Generally considered to be from 1420 to 1600, the Renaissance (which literally means "rebirth") was a time of great cultural awakening and a flowering of the arts, letters, and sciences throughout Europe. With the rise of humanism, sacred music began for the first time to break free of the confines of the Church, and a school of composers trained in the Netherlands mastered the art of polyphony in their settings of sacred music. Of course, secular music thrived during this period, and instrumental and dance music was performed in abundance, if not always written down. It was left for others to collect and notate the wide variety of irrepressible instrumental music of the period. The late Renaissance also saw in England the flourishing of the English madrigal, the best known of which were composed by such masters as John Dowland, William Byrd, Thomas Morley and others.

The Baroque Age

Named after the popular ornate architectural style of the time, the Baroque period (1600 to 1750) saw composers beginning to rebel against the styles that were prevalent during the High Renaissance. Many monarchs employed composers at their courts, where they were little more than servants expected to churn out music for any desired occasions. The greatest composer of the period, Johann Sebastian Bach, was such a servant. Yet the best composers of the time were able to break new musical ground, and in so doing succeeded in creating an entirely new style of music.

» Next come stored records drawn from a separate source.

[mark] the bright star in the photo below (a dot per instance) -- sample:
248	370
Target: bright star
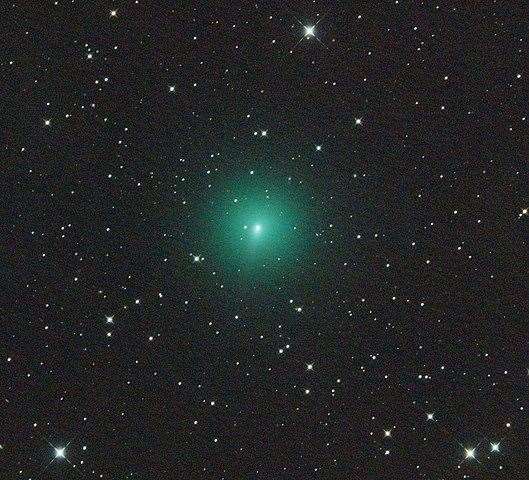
470	453
59	452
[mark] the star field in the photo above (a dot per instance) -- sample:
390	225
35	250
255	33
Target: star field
264	240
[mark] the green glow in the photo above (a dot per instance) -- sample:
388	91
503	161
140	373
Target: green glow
257	222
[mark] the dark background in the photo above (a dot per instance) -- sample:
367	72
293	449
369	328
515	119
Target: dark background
389	344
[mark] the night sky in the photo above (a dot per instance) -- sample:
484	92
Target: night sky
264	240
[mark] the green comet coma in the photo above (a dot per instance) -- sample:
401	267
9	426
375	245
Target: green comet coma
259	224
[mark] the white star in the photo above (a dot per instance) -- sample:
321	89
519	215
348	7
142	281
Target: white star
309	31
470	453
59	452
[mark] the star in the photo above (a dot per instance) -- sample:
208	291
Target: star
60	452
470	453
309	31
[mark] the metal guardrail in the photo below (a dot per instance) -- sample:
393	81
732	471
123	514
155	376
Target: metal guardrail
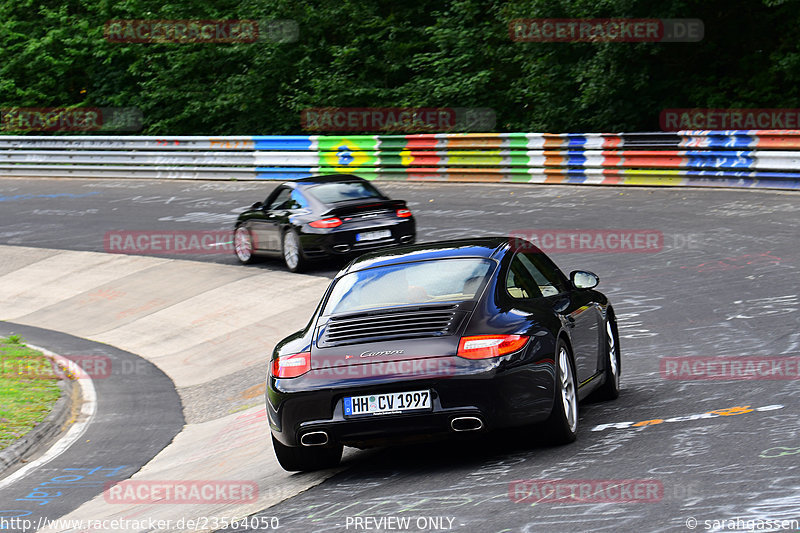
750	158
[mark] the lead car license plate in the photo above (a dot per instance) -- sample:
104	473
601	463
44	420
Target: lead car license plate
373	235
384	404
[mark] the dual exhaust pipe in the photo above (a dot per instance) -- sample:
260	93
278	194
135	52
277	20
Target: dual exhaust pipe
459	424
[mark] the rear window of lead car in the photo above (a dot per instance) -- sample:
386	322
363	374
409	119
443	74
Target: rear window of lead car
421	282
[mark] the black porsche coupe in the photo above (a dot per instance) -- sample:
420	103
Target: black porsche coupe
322	216
437	338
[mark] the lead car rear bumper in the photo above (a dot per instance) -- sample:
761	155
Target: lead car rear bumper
485	390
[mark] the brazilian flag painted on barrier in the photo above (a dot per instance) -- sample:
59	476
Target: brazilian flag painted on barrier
348	154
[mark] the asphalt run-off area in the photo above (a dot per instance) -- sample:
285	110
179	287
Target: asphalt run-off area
701	280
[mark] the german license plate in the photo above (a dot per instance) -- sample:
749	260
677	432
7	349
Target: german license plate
373	235
391	403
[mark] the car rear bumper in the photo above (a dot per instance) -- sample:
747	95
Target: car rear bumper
495	396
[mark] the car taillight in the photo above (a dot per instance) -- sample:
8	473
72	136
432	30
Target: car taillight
487	346
326	223
291	366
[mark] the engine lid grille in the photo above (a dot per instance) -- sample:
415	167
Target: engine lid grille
429	321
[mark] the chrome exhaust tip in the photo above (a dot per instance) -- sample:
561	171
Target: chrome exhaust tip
314	438
466	423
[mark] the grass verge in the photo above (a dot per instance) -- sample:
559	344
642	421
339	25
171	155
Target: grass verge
28	388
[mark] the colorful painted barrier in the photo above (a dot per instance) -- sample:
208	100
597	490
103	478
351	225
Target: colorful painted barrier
752	158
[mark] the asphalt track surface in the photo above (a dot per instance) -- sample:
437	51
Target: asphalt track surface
723	283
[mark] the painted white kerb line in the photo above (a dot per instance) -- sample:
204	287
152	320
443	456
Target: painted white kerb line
88	409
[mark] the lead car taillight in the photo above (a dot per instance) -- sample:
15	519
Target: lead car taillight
291	366
488	346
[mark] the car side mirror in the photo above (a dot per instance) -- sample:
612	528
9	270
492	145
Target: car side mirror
583	279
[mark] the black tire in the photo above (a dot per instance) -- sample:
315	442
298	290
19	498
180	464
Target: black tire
306	458
243	245
610	388
561	427
292	251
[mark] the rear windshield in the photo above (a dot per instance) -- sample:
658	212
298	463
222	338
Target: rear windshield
439	280
331	193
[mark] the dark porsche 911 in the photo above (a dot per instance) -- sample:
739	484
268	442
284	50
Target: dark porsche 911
454	336
322	216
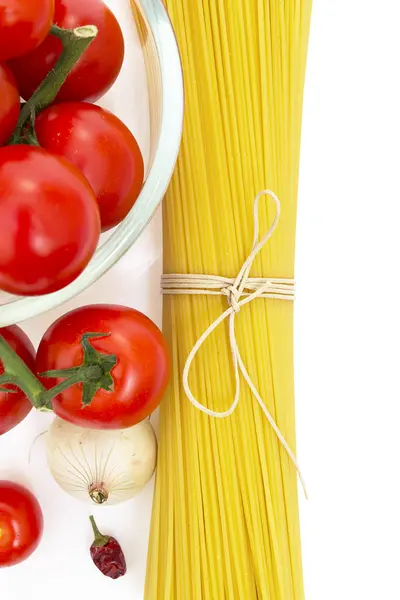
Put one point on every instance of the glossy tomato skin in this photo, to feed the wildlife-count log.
(14, 407)
(21, 523)
(49, 221)
(24, 24)
(9, 103)
(98, 68)
(113, 167)
(140, 375)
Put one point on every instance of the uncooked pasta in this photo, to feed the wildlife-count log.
(225, 521)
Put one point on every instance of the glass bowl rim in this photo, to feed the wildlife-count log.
(159, 176)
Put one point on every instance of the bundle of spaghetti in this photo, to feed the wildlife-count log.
(225, 521)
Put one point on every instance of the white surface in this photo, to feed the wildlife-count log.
(347, 313)
(61, 567)
(347, 332)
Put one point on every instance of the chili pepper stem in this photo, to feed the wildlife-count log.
(75, 42)
(99, 539)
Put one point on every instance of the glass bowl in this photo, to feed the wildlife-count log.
(165, 90)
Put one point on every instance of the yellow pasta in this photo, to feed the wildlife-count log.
(225, 520)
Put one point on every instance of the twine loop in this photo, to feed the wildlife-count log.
(239, 291)
(233, 295)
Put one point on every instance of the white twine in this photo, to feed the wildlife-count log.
(239, 291)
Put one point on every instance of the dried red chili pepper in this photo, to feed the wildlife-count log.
(107, 554)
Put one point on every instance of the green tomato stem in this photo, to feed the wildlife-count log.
(75, 42)
(17, 373)
(94, 374)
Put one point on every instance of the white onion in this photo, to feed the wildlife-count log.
(101, 466)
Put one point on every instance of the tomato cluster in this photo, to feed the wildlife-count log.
(76, 170)
(139, 378)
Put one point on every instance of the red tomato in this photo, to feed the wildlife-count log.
(140, 375)
(9, 103)
(49, 221)
(23, 25)
(21, 523)
(16, 406)
(113, 167)
(97, 69)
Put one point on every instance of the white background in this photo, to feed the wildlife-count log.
(347, 313)
(347, 338)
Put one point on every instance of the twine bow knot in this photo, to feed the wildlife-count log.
(239, 291)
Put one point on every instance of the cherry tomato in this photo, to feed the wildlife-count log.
(97, 69)
(49, 221)
(14, 407)
(23, 25)
(113, 167)
(140, 375)
(21, 523)
(9, 103)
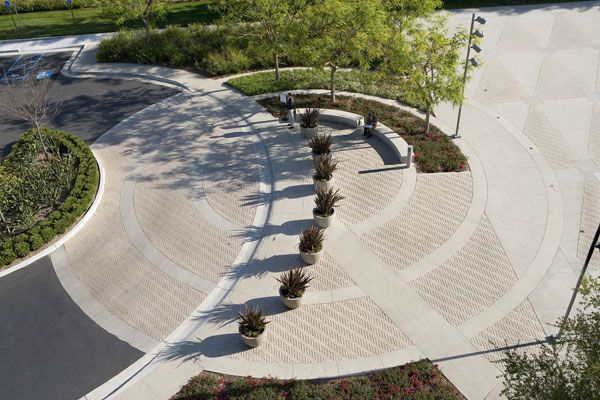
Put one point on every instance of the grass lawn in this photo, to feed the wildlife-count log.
(419, 380)
(434, 151)
(453, 4)
(91, 20)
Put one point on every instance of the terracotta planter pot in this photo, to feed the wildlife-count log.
(290, 302)
(311, 258)
(308, 132)
(323, 222)
(252, 341)
(323, 185)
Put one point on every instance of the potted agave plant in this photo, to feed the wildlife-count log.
(309, 120)
(320, 145)
(325, 204)
(324, 166)
(252, 325)
(293, 285)
(311, 244)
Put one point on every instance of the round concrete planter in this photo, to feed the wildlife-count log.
(308, 132)
(311, 258)
(252, 342)
(323, 185)
(323, 222)
(290, 302)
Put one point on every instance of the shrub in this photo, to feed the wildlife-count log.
(67, 189)
(22, 249)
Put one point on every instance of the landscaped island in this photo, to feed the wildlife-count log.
(434, 151)
(47, 182)
(419, 380)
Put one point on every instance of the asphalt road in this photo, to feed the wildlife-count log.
(90, 106)
(49, 348)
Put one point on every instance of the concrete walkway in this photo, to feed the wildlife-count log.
(206, 194)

It was during the early part of the seventeenth century that the genre of opera was first created by a group of composers in Florence, Italy, and the earliest operatic masterpieces were composed by Claudio Monteverdi. The instrumental concerto became a staple of the Baroque era, and found its strongest exponent in the works of the Venetian composer Antonio Vivaldi. Harpsichord music achieved new heights, due to the works of such masters as Domenico Scarlatti and others. Dances became formalized into instrumental suites and were composed by virtually all composers of the era. But vocal and choral music still reigned supreme during this age, and culminated in the operas and oratorios of German-born composer George Frideric Handel.